ロウランは不敵な笑みを浮かべて、神官長を見つめている。
「私の一存で決めるわけにはいきません」
「だが、決定権のある者もおらんだろう。一体、誰が文句を言ってくる?」
道の上でじっとりと見つめられて、困り果てていた。
その一方で、きっとこの要求は通ってしまうのだろうと考えている。
反対する者は皆この魔術師に「説得されて」、どうぞどうぞと言い出すに違いない。
「あそこで暮らすつもりですか」
「ふむ、それも良いかもしれん。いつまでもニーロの世話になるわけにもいかんだろうし」
微笑みをひとつ投げられて、話は終わってしまった。
ロウランは片手をあげて去って行き、キーレイは路上に一人、取り残されている。
ニーロの言葉を思い出していた。
ある程度は好きにさせるしかない。
なぜなら魔術師ロウランには、「敵わない」からだ。
心がずっしりとしていて、重い。
昨日と今日で明らかになった様々な出来事が山のように積み上がり、キーレイ・リシュラを圧倒していた。
魔術師の屋敷についての調査は終わりにできそうだが、どう報告するかは慎重に考えるべきだろう。

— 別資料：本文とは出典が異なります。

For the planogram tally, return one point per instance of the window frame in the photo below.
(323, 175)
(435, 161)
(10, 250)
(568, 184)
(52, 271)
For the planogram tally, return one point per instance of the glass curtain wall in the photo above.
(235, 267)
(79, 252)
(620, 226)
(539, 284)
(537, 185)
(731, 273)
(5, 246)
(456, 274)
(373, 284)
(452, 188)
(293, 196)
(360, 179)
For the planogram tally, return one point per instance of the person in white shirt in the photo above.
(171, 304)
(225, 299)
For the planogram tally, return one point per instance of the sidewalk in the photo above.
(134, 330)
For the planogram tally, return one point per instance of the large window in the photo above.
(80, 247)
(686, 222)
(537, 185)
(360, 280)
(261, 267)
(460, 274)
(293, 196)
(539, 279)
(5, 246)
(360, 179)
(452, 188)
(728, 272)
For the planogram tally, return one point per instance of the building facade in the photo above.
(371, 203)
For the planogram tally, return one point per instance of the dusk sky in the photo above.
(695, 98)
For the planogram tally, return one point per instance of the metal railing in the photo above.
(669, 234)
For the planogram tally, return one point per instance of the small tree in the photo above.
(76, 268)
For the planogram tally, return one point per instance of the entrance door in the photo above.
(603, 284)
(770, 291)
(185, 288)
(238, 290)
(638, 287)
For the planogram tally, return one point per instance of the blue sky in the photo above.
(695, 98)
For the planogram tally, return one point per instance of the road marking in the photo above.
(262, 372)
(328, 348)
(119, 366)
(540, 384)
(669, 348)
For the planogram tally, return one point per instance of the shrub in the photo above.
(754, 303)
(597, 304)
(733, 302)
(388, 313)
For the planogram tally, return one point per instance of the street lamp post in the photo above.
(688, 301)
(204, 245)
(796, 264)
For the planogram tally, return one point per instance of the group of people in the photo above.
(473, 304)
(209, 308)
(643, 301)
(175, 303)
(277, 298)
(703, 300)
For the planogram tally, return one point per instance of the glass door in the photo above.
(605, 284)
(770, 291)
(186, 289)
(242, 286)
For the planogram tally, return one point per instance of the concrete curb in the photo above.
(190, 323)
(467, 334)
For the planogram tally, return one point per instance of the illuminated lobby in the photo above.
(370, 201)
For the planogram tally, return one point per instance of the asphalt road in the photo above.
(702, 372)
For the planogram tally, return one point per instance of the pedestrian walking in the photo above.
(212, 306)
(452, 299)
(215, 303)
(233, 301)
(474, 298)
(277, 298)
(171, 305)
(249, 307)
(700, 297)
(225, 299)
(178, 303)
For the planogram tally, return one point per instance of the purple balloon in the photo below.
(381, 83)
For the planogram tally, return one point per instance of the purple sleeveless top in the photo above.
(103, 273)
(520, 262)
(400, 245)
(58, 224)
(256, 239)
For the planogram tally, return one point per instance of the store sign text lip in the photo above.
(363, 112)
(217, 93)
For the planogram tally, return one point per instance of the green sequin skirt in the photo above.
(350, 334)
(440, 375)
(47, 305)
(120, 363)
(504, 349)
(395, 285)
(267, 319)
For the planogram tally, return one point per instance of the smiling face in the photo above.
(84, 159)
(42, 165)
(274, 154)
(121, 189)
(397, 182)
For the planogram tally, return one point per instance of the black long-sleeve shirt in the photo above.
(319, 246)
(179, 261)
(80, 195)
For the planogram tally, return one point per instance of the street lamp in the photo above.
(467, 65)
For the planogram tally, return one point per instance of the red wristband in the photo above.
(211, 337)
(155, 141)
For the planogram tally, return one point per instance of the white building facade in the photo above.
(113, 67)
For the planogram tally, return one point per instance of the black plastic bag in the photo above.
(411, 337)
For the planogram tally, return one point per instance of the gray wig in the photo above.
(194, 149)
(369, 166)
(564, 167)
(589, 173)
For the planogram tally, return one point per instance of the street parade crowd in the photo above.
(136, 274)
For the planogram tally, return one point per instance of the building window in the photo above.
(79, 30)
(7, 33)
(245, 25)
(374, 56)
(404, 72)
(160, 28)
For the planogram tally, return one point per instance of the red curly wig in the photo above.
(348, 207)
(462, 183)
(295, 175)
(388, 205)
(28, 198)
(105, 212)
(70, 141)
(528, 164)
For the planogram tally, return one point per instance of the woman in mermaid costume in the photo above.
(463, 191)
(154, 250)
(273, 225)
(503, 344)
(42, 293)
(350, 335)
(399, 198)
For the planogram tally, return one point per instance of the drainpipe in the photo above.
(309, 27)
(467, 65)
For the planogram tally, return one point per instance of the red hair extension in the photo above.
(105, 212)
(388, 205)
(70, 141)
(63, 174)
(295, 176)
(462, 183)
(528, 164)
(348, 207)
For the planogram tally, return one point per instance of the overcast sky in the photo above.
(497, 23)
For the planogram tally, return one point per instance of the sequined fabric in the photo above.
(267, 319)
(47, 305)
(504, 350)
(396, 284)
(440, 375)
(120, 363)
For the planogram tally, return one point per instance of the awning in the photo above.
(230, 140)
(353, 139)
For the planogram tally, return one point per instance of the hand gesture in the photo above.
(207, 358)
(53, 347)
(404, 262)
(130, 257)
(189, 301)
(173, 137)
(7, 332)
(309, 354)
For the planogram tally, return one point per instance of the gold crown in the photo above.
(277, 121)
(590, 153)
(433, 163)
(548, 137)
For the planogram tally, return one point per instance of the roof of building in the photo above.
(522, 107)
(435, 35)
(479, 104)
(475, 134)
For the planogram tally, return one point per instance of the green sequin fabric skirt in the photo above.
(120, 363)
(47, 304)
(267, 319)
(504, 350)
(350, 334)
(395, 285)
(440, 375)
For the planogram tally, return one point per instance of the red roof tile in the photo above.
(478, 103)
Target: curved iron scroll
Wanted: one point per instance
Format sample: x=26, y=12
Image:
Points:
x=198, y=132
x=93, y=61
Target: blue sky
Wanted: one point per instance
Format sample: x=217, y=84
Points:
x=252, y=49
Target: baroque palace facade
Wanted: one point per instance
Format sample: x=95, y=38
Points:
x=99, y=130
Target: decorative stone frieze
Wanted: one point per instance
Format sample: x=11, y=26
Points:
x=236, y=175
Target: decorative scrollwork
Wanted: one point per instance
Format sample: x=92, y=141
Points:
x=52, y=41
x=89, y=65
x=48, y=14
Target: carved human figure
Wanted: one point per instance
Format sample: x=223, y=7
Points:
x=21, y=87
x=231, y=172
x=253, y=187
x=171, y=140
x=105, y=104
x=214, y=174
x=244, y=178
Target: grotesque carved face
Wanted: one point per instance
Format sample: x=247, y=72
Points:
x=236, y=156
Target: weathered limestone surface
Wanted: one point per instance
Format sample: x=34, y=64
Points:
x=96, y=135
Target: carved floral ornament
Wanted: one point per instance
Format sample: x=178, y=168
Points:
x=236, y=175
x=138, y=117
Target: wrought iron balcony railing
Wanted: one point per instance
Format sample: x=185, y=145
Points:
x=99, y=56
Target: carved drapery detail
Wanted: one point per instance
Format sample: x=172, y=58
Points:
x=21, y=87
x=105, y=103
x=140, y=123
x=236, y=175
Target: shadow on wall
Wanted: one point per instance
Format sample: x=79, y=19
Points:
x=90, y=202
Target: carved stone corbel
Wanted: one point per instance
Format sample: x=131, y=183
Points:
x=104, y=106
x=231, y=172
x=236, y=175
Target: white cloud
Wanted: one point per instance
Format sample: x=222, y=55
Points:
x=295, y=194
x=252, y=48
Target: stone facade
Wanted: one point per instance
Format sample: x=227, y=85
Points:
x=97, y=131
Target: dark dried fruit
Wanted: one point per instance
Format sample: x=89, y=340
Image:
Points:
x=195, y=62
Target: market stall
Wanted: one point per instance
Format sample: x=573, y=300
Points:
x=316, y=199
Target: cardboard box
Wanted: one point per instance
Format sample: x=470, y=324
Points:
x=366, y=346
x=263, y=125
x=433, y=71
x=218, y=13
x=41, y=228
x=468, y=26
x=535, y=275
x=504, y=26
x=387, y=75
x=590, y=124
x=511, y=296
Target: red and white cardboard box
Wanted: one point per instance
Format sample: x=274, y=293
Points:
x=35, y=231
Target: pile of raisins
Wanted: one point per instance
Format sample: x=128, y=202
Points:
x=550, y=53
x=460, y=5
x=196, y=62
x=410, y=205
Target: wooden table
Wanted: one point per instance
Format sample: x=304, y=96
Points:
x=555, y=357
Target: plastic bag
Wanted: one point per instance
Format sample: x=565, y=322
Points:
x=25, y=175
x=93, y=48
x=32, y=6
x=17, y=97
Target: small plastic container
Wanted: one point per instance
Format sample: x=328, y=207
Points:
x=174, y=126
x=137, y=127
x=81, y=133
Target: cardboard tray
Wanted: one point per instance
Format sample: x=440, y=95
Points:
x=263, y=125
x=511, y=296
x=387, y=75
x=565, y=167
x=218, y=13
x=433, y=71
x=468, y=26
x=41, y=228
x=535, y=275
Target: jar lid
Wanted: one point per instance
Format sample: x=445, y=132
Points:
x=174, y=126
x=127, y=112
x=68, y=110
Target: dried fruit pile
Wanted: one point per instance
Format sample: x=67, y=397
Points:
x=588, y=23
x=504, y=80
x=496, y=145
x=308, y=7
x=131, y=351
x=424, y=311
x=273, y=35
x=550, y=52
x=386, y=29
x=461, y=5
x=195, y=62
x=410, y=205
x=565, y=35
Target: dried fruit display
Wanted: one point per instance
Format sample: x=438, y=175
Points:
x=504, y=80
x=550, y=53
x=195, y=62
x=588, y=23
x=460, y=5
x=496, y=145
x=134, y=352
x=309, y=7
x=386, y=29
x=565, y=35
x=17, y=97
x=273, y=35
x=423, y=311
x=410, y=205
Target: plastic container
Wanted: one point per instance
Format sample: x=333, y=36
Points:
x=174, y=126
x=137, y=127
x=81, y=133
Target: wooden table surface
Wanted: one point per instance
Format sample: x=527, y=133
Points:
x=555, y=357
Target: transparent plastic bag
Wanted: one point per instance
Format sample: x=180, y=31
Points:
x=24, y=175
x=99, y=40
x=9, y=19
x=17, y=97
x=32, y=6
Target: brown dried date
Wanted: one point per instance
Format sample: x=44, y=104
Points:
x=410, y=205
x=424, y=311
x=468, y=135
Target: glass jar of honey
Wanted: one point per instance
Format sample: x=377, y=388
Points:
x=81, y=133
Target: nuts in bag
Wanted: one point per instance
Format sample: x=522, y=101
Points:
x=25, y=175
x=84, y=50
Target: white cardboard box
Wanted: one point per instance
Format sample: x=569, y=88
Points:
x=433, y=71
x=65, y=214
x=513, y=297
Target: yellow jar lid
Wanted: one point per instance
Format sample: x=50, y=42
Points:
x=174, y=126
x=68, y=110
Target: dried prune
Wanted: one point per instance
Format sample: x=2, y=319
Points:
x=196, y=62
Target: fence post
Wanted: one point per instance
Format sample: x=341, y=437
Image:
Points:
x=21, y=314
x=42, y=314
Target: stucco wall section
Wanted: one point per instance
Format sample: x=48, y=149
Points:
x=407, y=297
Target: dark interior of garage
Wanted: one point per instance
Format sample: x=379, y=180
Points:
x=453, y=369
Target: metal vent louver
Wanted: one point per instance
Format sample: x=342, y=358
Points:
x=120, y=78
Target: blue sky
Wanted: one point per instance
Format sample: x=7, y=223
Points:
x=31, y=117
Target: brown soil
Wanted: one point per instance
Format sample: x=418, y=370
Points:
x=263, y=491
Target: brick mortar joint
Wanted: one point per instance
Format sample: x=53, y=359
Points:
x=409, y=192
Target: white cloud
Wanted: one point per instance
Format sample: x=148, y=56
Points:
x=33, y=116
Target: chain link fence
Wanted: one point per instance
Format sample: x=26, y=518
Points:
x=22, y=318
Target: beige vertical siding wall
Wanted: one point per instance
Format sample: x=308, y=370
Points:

街に潜む悪意の塊のような男にも警戒しなければならない。
神殿に帰り着くと、キーレイは神像の前に進んで膝をついた。
目を閉じて、まだ若い魔術師の顔を思い描き、心を向けていく。
きっと言葉にしなかったであろう大きな不安をひとつ、抱えているだろうと思えたから。
祈りが必要な者は大勢いる。神官はそのすべてに心を向けなければならないが。
けれど今、このひと時だけは一人の為に。
キーレイ・リシュラは灰色の瞳の若者が護られるよう、自らの仕える神に祈りを捧げた。